2.07.2006
Indian Summer by William Dean Howells
In the last part of the 19th century one of the most influential voices in literature was the magazine editor, author, and critic, William Dean Howells. Howells was the Oprah Winfrey of his time. His praise could almost a gurauntee of an author's reputation, and many of the authors he championed had bold, new voices: Zola, Ibsen. Tolstoy, Crane, Dunbar. William Dean Howells knew Emerson and Hawthorne. He was friends with Henry James and Mark Twain. He was deeply admired by his contemporaries. In a letter to Howells, Twain wrote: "You are my only author; I am restricted to you; I wouldn't give a damn for the rest".
And yet, if you were asked to name a William Dean Howells novel, could you do it?
It is astonishing that a man who was so influential, prolific, and respected during his lifetime could fade to almost obscurity less than a century after his death.
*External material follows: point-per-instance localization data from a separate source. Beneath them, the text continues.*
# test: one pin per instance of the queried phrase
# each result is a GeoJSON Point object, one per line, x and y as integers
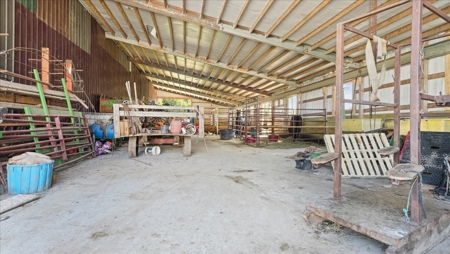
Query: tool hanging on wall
{"type": "Point", "coordinates": [375, 80]}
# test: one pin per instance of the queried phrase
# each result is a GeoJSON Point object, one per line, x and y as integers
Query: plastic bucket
{"type": "Point", "coordinates": [25, 179]}
{"type": "Point", "coordinates": [273, 138]}
{"type": "Point", "coordinates": [226, 134]}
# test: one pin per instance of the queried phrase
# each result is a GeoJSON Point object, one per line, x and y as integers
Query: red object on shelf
{"type": "Point", "coordinates": [250, 140]}
{"type": "Point", "coordinates": [273, 138]}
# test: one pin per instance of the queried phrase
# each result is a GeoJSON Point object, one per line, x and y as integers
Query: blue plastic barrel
{"type": "Point", "coordinates": [95, 128]}
{"type": "Point", "coordinates": [24, 179]}
{"type": "Point", "coordinates": [109, 132]}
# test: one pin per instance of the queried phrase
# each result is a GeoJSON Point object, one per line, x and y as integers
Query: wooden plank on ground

Until graduate school, I had never heard of Howells. I first read The Rise of Silas Lapham in a class on American Realism, alongside Henry James and Edith Wharton. I was impressed by the novel, and especially by the way Howells treated his female characters. At the end of the semester, my professor had us choose one book from the syllabus that we would want to teach to high school students and write a paper defending our choice. I picked Silas Lapham.
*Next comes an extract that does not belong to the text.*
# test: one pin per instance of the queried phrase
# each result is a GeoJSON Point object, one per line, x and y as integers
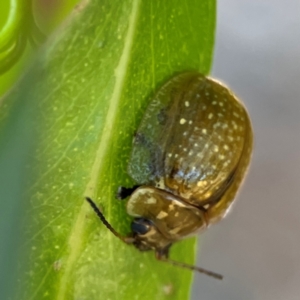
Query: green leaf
{"type": "Point", "coordinates": [66, 132]}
Last week, I was sick. It started off mid-week as take-Tylenol-and-soldier-on-sickness, but by Friday night I was sick, sick, sick. Go-to-bed-and-stay-in-bed sick. I was so sick that I called my mother (crying) and asked her to make me chicken and dumplings and macaroni-and-cheese. It was in this state that I reached for Indian Summer, a novel by William Dean Howells that only recently came back into print. It was a lovely read.
Howells was a realist, but unlike many of his contemporaries, he did not subscribe to the belief that novels had to have a depressing end. Indian Summer tells the story of forty-one year old bachelor Theodore Colville. As a young man Colville spent time in Italy, where he dreamed of studying architecture and had his heart broken. Instead of pursuing architecture, he devoted his life to the newspaper business. Now, nearing middle age, he decides to sell his newspaper and return to Florence, hoping to regain an appreciation of all that was lost.
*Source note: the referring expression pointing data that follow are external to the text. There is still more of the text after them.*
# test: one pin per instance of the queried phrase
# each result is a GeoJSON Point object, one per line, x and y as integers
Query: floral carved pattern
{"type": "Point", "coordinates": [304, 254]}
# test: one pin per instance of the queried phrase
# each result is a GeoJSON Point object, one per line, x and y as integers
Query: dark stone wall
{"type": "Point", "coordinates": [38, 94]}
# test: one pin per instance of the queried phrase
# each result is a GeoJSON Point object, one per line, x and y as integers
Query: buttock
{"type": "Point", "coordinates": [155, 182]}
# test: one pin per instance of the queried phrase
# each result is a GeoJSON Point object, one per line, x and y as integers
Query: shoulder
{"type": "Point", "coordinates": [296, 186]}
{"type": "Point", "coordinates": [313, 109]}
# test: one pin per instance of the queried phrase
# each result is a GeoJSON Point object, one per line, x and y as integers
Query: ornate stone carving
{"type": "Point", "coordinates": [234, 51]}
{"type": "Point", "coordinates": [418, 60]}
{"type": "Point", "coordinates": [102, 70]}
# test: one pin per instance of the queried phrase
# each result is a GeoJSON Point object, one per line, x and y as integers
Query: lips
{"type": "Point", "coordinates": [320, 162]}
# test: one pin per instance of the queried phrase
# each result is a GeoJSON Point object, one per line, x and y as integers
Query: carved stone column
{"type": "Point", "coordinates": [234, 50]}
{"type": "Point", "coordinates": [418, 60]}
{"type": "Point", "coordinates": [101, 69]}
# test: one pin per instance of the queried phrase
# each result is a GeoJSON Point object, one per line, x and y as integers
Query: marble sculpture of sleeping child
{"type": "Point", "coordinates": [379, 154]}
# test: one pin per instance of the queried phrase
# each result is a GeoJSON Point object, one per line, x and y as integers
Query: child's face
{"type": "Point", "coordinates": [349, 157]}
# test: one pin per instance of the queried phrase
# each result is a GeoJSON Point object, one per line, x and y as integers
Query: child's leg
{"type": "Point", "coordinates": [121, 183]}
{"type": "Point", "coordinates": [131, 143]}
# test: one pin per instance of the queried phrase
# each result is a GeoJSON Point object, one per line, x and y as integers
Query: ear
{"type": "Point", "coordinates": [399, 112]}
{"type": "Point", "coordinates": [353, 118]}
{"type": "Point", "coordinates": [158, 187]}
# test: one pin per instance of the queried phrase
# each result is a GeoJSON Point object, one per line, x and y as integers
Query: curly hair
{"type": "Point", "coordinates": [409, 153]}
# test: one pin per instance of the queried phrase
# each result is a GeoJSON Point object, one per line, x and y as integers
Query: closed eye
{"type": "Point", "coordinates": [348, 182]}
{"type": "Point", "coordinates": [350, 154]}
Jane Austen wrote famously that, "It is a truth universally acknowledged, that a single man in possession of a good fortune must be in want of a wife." This maxim holds true in Indian Summer. In Florence, Colville runs into Mrs. Bowen, the best friend of the woman who jilted him almost twenty years earlier. Mrs. Bowen is now a widow with a young daughter and a twenty-year old guest named Imogene Graham. Dialogue was one of Howells greatest strengths, and much of the action in the novel is revealed through pitch-perfect conversation so that the reader has a sense of eavesdropping on three extremely interesting and likable characters.
Indian Summer is not a grand or ambitious novel, but it is well-crafted and delicious to read. For readers out there who find themselves re-reading Pride and Prejudice or Room With A View as a form of literary comfort food, I highly recommend William Dean Howells. It is truly a pity that he has been largely forgotten.